We have pointed out in our letter that we don’t expect this to become a struggle of the Filipino minority public shareholders interest against the controlling Korean interest. We believe that the Management will act favorably on our demands, which as we’ve said, are also beneficial to the controlling interest.
Hence, we don’t believe that our campaign will become an “internal war” or a “brewing trouble.” The use of the words “war” and “trouble” might be extreme, Sir. Although it is yet to be seen, we are still positive that the Management and the controlling interest will protect the minority public shareholders from the mispricing in the market of their PSPC stockholdings.
Due Diligencer: “a potential takeover by a Filipino group.”
My personal opinion on this Sir, which is also shared by some members of our Group, is that any takeover by any group will be very unlikely given that STS has a strong relationship with Samsung, PSPC’s major customer. In addition, PSPC research and development (R&D) is dependent on STS and this might cause operating difficulties for any new ownership.
And most importantly, we doubt that PSPC Management/STS will be willing to sell their shares at less than P3.76 apiece, which was the initial public offering price before it was lowered to the final IPO price of P3.15. They might have been willing to offer the 15-percent stake of the Company at P3.15 per share to the public previously, but we are fairly positive that if ever the controlling stockholders decide to sell, the offer value would be way above the P3.76 initial offer price.
As a matter of fact, we are actually demanding a buyback by the Management of the shares that are trading below the IPO price to take advantage of the discount offered by some stockholders. Hence, instead of the Management selling its holding interest at below the IPO price, we may expect soon the Management/STS to buy back its own shares at P3.15 apiece or below.

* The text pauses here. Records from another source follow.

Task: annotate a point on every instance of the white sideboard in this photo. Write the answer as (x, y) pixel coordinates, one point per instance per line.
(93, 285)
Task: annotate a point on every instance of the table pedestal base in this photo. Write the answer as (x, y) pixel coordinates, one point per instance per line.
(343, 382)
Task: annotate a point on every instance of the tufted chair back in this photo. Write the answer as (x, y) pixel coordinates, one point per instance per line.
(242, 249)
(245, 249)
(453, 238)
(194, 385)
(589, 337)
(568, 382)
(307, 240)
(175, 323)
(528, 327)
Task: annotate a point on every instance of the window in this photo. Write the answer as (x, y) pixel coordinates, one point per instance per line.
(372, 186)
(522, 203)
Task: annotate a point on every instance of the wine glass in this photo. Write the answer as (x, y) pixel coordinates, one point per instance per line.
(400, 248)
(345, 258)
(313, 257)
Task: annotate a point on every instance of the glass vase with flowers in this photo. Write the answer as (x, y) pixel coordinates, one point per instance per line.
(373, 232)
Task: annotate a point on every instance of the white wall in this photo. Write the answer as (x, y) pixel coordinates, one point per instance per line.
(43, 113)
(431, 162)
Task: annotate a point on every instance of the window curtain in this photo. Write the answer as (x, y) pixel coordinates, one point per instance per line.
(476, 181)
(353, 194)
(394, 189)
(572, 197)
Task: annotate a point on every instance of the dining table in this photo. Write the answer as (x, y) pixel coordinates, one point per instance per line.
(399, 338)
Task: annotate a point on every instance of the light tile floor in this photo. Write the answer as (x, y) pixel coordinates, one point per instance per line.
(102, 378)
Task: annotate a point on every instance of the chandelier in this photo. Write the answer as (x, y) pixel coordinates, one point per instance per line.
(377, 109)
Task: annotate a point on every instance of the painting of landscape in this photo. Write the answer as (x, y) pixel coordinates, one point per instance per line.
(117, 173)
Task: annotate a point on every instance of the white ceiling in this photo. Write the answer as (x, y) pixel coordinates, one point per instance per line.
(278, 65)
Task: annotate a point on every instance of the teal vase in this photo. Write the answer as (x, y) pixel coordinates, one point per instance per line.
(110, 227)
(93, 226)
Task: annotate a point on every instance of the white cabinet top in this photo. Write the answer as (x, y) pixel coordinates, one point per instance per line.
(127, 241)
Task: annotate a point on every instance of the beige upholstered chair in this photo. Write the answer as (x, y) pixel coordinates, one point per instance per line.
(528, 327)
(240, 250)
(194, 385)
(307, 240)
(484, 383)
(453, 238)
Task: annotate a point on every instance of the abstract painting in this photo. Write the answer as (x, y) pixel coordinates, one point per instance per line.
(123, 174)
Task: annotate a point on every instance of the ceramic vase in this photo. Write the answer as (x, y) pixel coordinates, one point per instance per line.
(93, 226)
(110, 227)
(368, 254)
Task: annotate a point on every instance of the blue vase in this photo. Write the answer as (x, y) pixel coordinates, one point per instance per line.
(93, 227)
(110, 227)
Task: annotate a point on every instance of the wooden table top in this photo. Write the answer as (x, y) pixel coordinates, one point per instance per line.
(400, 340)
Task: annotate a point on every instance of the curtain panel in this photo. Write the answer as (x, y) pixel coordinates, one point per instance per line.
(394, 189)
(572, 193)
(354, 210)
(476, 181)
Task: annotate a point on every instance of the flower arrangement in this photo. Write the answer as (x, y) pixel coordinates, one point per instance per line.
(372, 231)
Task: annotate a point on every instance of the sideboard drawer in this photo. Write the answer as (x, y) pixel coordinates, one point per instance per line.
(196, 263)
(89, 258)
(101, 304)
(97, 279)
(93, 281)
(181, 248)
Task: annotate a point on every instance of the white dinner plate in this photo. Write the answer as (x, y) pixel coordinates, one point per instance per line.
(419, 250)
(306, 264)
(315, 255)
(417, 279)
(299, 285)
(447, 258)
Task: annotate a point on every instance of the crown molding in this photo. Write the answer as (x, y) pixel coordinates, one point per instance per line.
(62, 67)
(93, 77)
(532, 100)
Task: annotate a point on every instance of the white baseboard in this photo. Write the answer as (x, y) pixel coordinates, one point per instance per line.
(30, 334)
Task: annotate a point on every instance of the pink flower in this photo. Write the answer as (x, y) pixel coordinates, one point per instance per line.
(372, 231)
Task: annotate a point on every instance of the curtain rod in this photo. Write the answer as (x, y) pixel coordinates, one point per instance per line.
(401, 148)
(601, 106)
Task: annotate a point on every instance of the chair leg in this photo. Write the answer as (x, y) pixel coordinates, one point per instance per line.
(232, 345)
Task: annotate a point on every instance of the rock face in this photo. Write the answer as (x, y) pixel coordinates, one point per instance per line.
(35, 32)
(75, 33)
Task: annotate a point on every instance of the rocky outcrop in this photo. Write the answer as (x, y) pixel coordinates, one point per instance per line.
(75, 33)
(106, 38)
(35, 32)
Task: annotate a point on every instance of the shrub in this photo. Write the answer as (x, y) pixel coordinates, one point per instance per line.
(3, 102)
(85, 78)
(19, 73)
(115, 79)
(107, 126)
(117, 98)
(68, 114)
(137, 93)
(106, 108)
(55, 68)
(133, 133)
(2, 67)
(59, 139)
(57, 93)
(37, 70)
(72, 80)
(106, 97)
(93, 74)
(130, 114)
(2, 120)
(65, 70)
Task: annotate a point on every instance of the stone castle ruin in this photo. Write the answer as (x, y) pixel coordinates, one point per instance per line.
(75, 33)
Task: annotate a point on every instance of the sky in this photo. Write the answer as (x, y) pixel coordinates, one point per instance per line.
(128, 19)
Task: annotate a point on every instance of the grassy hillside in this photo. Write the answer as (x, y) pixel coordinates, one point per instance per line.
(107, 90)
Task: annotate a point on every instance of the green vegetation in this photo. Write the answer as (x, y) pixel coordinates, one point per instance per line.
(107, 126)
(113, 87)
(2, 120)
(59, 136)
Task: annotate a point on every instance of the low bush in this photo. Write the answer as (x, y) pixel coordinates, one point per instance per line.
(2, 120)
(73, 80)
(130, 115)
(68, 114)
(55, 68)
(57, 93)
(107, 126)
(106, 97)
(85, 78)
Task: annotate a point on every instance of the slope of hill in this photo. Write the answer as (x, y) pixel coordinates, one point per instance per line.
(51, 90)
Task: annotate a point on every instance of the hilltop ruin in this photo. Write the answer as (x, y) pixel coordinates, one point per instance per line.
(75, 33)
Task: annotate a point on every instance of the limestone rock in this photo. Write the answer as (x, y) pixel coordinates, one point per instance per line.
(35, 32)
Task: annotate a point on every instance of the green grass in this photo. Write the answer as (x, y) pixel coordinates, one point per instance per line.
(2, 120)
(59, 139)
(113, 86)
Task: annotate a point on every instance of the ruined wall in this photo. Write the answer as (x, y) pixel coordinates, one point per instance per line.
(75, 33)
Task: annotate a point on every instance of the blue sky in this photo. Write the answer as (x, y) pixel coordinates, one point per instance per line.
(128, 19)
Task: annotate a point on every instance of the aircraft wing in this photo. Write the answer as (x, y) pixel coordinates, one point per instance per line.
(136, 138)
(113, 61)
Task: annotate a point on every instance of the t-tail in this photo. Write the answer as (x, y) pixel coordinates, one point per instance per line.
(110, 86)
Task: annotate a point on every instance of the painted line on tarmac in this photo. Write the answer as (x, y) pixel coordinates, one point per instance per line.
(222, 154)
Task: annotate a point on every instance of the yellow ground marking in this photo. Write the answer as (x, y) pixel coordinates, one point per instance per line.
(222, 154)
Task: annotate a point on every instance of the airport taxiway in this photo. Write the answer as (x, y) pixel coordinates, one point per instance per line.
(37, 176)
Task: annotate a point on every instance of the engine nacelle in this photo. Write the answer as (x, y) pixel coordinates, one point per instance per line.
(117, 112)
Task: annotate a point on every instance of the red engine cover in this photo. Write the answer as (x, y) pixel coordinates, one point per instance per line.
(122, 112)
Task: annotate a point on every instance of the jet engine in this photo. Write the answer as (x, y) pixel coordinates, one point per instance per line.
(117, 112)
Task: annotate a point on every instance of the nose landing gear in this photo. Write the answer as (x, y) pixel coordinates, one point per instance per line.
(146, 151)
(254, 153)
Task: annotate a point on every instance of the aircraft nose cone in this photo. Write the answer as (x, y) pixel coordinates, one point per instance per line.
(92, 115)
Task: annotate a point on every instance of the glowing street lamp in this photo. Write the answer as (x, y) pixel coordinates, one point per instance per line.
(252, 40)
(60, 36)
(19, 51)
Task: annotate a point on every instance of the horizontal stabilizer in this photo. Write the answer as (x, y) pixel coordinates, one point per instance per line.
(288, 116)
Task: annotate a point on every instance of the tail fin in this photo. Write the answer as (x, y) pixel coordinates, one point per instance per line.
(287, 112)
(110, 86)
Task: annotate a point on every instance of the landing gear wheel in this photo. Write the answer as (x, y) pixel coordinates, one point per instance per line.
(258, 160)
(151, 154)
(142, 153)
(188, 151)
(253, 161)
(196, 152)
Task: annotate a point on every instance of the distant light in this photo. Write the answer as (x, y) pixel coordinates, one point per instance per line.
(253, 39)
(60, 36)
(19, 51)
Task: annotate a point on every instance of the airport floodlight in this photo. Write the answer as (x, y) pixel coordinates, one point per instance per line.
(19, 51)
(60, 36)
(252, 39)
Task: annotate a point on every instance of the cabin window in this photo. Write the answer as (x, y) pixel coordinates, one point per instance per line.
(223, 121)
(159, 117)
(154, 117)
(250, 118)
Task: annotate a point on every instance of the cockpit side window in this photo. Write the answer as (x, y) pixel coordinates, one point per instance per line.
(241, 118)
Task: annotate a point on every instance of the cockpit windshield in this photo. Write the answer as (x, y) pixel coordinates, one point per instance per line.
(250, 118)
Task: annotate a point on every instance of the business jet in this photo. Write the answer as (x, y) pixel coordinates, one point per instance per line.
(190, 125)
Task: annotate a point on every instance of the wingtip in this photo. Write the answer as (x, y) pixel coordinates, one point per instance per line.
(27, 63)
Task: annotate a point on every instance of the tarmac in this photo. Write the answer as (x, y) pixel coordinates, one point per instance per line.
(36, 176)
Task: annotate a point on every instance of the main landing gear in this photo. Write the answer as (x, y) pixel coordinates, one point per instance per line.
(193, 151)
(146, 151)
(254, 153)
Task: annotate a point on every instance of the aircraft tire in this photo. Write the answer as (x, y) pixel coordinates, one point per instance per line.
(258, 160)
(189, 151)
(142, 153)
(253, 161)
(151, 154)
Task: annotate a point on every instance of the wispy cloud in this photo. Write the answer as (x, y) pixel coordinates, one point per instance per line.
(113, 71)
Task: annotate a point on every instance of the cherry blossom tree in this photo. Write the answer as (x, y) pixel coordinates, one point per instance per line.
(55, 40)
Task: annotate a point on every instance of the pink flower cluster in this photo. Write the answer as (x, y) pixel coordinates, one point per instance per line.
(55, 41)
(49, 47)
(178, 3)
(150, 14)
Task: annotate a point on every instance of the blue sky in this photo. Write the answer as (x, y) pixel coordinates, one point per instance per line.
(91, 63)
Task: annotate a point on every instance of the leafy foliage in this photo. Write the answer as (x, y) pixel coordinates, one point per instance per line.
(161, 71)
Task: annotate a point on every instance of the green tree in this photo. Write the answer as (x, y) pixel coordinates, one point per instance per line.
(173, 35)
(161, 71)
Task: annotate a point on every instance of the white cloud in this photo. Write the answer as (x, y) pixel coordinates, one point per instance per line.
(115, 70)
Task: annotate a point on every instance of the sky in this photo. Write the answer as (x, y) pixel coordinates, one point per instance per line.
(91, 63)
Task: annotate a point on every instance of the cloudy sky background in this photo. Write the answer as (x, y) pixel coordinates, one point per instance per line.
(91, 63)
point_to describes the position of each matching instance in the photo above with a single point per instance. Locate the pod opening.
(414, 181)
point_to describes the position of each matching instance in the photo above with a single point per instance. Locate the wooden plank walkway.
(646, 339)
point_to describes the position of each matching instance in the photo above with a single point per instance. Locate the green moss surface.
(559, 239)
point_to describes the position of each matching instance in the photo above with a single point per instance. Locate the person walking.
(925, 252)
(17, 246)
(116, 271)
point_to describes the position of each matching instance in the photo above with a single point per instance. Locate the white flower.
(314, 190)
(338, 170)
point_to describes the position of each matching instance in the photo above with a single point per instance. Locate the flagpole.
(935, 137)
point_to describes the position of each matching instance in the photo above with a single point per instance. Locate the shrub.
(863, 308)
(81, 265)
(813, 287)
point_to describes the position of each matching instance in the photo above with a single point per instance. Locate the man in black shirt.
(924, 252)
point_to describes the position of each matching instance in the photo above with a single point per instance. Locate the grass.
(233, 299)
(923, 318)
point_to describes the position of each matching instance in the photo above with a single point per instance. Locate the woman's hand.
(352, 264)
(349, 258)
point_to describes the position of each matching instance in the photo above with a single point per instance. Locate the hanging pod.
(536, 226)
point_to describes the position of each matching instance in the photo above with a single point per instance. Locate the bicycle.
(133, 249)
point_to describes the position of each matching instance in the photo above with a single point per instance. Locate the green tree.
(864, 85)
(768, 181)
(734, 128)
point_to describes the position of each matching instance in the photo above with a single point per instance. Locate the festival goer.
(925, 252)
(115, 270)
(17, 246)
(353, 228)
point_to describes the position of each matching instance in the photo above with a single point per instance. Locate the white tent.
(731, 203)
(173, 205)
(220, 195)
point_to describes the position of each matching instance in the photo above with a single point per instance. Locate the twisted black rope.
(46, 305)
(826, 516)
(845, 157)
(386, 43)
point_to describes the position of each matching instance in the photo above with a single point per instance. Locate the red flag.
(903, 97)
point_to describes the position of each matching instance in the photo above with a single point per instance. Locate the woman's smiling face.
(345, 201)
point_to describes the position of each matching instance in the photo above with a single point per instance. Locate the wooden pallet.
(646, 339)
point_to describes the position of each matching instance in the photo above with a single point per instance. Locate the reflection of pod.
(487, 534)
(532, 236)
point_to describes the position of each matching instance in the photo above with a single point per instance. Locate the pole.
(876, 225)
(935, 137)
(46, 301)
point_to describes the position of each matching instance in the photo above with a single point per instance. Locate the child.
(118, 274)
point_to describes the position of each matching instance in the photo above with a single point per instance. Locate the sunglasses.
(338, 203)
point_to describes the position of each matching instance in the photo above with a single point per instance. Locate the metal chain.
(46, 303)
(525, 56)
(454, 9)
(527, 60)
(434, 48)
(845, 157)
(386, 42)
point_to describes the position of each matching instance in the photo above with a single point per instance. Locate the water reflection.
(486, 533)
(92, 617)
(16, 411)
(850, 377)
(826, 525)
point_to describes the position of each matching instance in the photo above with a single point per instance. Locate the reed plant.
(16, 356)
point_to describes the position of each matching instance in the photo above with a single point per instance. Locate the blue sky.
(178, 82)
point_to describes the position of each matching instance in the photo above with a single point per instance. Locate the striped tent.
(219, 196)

And lastly, we take this opportunity to enumerate our so-called PSPC activist shareholders’ demands as follows:
1. Establish a stock option/compensation program based on stock performance, to align the Management’s interest with the best interest of the public shareholders;
2. Approve a one-year buyback program for a maximum of 4 percent of the outstanding shares with a budget of about $6 million;
3. Increase dividend payout to 30 percent for this year;
4. Start studying legal options for the collection of the $23 million unfunded power subsidy;
5. Require Samsung to buy in when the contract with the company is renewed; and
6. Require the prospective partner in Phase II of the expansion to also buy in shares in the company.
And we would like to point out that our demands are reasonable, very justifiable and they make good business sense. Not only the public shareholders but also the Company will benefit from these demands for they are expected to:
1. Increase shareholder value;
2. Improve management focus and alignment with public shareholders’ interest; and
3. Increase transparency between Management and public shareholders.
On a personal note, I am happy to hear from Mr. Ablin and company and thank them for reading The Manila Times. Although I am ready to accommodate them, as well as other investors, on their analysis of certain stocks, I cannot promise to help them in any of their predicaments with regard to complaints that only concerned officials of the Securities and Exchange Commission and the Philippine Stock Exchange can possibly resolve. The best I can offer them is this space, through which they can air their grievances.